「…中でも福井という土地は、石川・富山を併せた北陸三県の商工業の中心であって、古くからヤクザ者の数が多く、過去、そこで繰り広げられた抗争事件は、どれをとっても広島や九州のヤクザ者たちでさえ顔を背ける程、凄惨・苛烈な戦いであった」
物凄いオープニング・ナレーションです(いいのか、福井県民?)。
しかし、エンディング・ナレーションはもっと凄かった。
「俗に北陸三県の気質を称して越中強盗、加賀乞食、越前詐欺師と言うが、この三者に共通しているのは生きるためにはなりふり構わず、手段を選ばぬ北陸人特有のしぶとさである」
これは…誉めているのか?
初めて聞いた時は「本当にそんな言い回しがあるのか?」と思いましたが、あるんですね、普通に。
勿論、富山県人が皆追い剥ぎという意味でも、石川県人が皆物乞いをしているという意味でも、福井県人が皆嘘つきだという意味でもありません(詳しく知りたい人はググってください)。
『頭、飢えた狼には杯も茶碗もありゃせんですよ。事と次第によっちゃ親兄弟だって食い殺しますわ』
東映実録路線ここに幕引き。
「北陸代理戦争」
(1977年/深作欣二監督)
北陸進出を狙う大阪、名古屋。迎え撃つ福井。モデルになったのは川内組組長・川内弘(劇中では川田登。演じるは松方弘樹)。
シリーズ化する気満々の終わり方でしたが、続編が作られる事はありませんでした。
のみならず、本作を以って、“実録路線シリーズ”そのものが幕を降ろす事に。
原因は?
興行的にコケた…という事もありますが、最大の理由は、映画の続きを考えるより先に現実がお話の続きを演じてしまったから。
映画は、松方弘樹が杯受けた親分に叛旗を翻す(事を匂わせる)所で終わります。
公開から2ヵ月半後。本作のモデル、川内弘はヒットマンに射殺されます。
刺客を放ったのは川内に杯を与えた山口組最高幹部・菅谷。襲撃場所は、映画の中で松方弘樹が襲撃を受けたのと同じ喫茶店。
洒落にならないなんてもんじゃありません。
映画が現実を模倣し、現実が映画を模倣する(まるで“ご返杯”だ)。
今ならシリーズが終わる程度じゃ済まないでしょうねえ…。
本作の当初主演予定は菅原文太でしたが、いい加減、実録路線に飽きていた文太はオファーを拒否。

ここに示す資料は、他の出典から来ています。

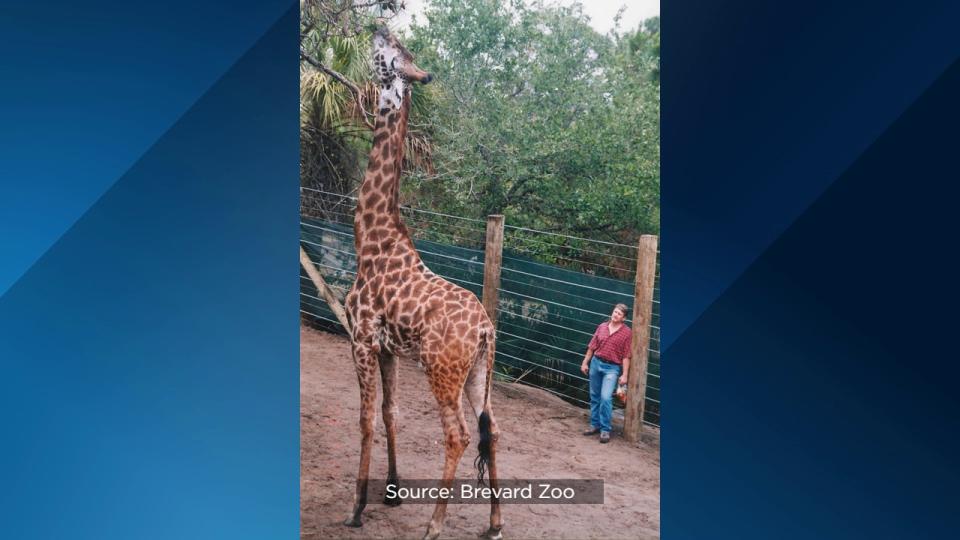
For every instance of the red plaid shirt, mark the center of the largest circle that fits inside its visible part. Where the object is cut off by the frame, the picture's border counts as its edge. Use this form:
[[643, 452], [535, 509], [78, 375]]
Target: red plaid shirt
[[612, 348]]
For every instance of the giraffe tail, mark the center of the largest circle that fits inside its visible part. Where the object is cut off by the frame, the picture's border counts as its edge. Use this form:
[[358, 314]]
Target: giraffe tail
[[483, 454]]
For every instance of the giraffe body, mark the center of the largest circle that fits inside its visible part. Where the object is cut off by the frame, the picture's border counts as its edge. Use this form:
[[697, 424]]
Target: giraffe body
[[398, 308]]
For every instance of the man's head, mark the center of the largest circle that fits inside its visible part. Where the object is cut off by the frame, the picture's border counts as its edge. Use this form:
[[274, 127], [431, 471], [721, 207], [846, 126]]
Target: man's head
[[619, 313]]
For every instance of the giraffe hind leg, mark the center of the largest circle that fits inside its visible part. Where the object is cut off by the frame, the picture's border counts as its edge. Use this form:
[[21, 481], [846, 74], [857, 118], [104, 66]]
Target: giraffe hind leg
[[477, 389], [388, 373], [365, 362]]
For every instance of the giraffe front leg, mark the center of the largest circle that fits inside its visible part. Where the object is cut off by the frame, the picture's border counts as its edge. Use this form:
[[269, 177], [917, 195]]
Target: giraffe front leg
[[366, 363]]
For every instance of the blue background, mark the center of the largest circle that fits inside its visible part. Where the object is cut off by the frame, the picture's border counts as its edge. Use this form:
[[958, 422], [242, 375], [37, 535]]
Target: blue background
[[148, 317], [809, 281], [149, 314]]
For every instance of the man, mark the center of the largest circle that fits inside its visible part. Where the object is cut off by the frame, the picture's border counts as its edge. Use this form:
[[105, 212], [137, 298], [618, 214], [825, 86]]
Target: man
[[608, 362]]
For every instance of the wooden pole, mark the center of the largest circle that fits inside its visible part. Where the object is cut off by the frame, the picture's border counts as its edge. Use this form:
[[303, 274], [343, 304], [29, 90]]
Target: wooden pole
[[325, 291], [640, 340], [492, 261]]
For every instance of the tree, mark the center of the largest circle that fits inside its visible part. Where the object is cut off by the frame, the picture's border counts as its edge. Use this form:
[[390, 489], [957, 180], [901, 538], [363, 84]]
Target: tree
[[336, 93], [542, 119]]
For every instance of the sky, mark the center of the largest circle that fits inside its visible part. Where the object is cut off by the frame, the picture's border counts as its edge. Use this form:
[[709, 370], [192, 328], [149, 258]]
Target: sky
[[601, 12]]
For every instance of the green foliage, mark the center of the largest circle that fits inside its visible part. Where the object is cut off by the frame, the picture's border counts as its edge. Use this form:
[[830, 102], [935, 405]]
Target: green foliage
[[541, 118], [532, 114]]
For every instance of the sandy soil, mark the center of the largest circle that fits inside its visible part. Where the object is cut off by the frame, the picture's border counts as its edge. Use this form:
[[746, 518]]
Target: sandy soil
[[540, 439]]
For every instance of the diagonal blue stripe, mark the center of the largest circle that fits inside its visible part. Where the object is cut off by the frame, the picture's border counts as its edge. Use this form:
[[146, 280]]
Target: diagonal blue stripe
[[87, 89], [53, 236], [150, 366], [682, 329], [711, 292]]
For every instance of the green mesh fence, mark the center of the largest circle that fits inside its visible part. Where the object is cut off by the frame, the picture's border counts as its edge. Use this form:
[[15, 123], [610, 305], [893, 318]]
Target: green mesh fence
[[546, 315]]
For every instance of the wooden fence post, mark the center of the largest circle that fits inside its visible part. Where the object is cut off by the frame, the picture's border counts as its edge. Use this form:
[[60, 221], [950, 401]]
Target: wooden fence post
[[325, 291], [640, 340], [492, 260]]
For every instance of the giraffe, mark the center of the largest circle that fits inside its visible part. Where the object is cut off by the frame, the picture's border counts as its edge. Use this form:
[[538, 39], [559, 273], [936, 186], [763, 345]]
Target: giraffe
[[398, 308]]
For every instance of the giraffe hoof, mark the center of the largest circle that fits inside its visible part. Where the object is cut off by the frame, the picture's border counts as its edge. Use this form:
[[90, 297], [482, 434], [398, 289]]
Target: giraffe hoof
[[432, 533], [492, 534], [390, 498]]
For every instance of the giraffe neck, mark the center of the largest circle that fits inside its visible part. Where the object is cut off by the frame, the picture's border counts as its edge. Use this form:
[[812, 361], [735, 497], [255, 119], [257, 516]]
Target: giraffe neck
[[378, 206]]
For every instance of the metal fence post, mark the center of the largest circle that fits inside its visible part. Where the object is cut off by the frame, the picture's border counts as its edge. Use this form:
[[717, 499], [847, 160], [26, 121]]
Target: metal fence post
[[640, 340], [492, 260]]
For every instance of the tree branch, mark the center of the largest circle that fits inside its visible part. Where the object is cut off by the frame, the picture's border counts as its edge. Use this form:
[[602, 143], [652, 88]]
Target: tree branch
[[357, 95]]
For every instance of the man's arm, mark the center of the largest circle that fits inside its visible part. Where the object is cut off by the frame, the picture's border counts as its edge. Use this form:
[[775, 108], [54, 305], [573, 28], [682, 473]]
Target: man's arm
[[586, 361]]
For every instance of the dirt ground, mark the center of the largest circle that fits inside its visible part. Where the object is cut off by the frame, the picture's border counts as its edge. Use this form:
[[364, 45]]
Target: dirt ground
[[540, 438]]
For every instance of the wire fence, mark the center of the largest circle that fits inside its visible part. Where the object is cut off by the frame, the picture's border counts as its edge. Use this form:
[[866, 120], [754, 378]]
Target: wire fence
[[555, 289]]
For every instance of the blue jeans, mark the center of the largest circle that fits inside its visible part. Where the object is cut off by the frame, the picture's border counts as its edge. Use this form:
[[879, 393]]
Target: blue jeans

共演予定だった渡瀬恒彦は小林稔侍その他の頭をジープでスクイーズするシーンで事故ってリタイア。
豪雪で押しに押した撮影が終わったのは公開3日前(編集の人、3回死んだと思います)。
という事情で本作の予告編は本編と大きく異なっています。
渡瀬恒彦はしっかりテロップつきで登場していますし(実際に出演していたのは伊吹吾郎)、本編にはない“ダイナマイトどんどん”な爆破シーンを見る事もできます。
劇中、捨て駒として使い潰されるチンピラ鉄砲玉を演じる小林稔侍の役名が“朴竜国”ってとこにも芸の細かさを感じます。
是非、「沖縄やくざ戦争」とセットでご覧ください。